The second thing I can smell is the boiled-down sap of wasteland bushes. Medicine. I’m being cared for. Sure, I can hear the mechanical whir of a pod over me, but that doesn’t require more effort than closing a clasp and hitting a button. But someone has rubbed oil into my skin, placed the strong-smelling sap beneath my nose to calm me. This is care, but I’m not in the Rurals where it’s obligatory. The House? Someone might have mistaken me for Nelline, but a quick movement of my mouth signals the telling pull of the veil. When I’m visiting a place where I was recently alive, Dell always gives me the face of a deep wastelander. Spotted with sun damage, cracks across the lips, filmy eyes—the kind of face quickly looked away from, even out here. Not the kind of person who would warrant medical care, and not the kind of face you’d trouble yourself to bring in. But Exlee’s always been a softie. Maybe I just got lucky and caught them on a good day.
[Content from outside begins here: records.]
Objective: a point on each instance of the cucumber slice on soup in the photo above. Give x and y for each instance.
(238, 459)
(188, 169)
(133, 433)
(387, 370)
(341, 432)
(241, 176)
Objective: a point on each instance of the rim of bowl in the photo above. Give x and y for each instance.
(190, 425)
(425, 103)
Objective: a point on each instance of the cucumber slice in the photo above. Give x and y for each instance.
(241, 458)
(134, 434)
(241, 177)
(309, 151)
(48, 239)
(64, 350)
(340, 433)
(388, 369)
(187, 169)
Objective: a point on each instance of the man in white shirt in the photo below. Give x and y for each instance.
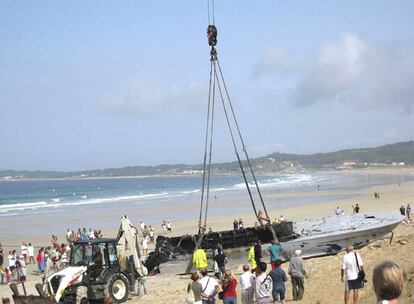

I hear a beep from the pod. Whatever drug has kept me disoriented and hallucinating, it’s just administered another dose.
“Please…” I say, even though it’s too late. Already I can feel the dull throbs lessening. I try to hold on to the pain, and the awareness it allows.
Someone in the room shifts closer, but I can’t see and soon won’t be able to think.
“You’re awake. Can you tell me your name? Do you remember your name now?”
Now means he’s asked before, but I don’t remember it. The voice is quiet, and seems to come from underwater, but I know it. I just can’t think clearly enough to place it. Pax? He was at the House.
Do I remember my name?
I do. I don’t. I remember her name, but I can’t remember my own.
Caramenta, Caramenta, Caramenta.
But that’s not me. But it is. Or I am no one.